As most voters are aware, it can feel like ages between the moment a ballot initiative is passed on Election Day and its implementation. In the case of Caring for Denver (the ballot initiative aimed at helping Denverites experiencing mental health struggles and substance misuse issues) it’s been 15 months of waiting. But for good reason.

The initiative created a foundation, which recently rolled out a list of three grant recipients set to receive about $2 million. This is part of what is estimated to be an annual total of approximately $35 million in revenue from the $0.25 sales tax this year. But before deciding on the programs to help fund, the foundation had to do its due diligence. First, it applied and received approval as a 501c3 nonprofit, then formed their board of directors, and hired staff—all in less than three months time. Next, led by executive director Lorez Meinhold, the foundation spoke with more than 1,500 community members, worked with more than 60 organizations, and conducted a poll to determine what, exactly, Denver really wanted. 

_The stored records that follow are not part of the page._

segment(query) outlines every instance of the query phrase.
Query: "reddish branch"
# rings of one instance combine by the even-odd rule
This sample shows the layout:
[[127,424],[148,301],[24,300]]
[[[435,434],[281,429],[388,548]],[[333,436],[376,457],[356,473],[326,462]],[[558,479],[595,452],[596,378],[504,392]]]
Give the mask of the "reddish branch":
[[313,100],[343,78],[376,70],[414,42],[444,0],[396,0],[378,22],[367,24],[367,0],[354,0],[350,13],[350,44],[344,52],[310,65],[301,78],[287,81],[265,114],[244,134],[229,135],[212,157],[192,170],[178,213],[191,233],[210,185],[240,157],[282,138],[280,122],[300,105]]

This first set of grant recipients mainly addresses alternatives to jail, co-responders programs, and training for first responders, since these were the areas outlined in the original initiative. If the programs are effective, the hope is that they may be adopted by other cities in Colorado and throughout the country. “We’re hoping that we serve as a model,” says Colorado Rep. Leslie Herod, who championed the ballot initiative and now serves as the foundation’s board chair. Here’s a look at where the money’s going. 

1. Expansion of the Co-Responder Program | $1,762,405

This program will expand a partnership between the Denver Police Department (DPD) and Mental Health Center of Denver by adding 10 mental health clinicians—who will ride along with law enforcement professionals to respond to calls where there is a known or expected mental or substance misuse need involved—and 11 case managers. Police districts with higher volumes of calls will receive those additional clinicians. (Districts 3 and 4, which together cover Denver’s southern half, will each receive two additional clinicians.)

The role of case managers, in contrast to the mitigation efforts of clinicians, involves comprehensive follow-ups with individuals. In 2018, after incidents with law enforcement, 71 people were connected to housing through the program. Now, with a greater number of people and resources, that number could grow.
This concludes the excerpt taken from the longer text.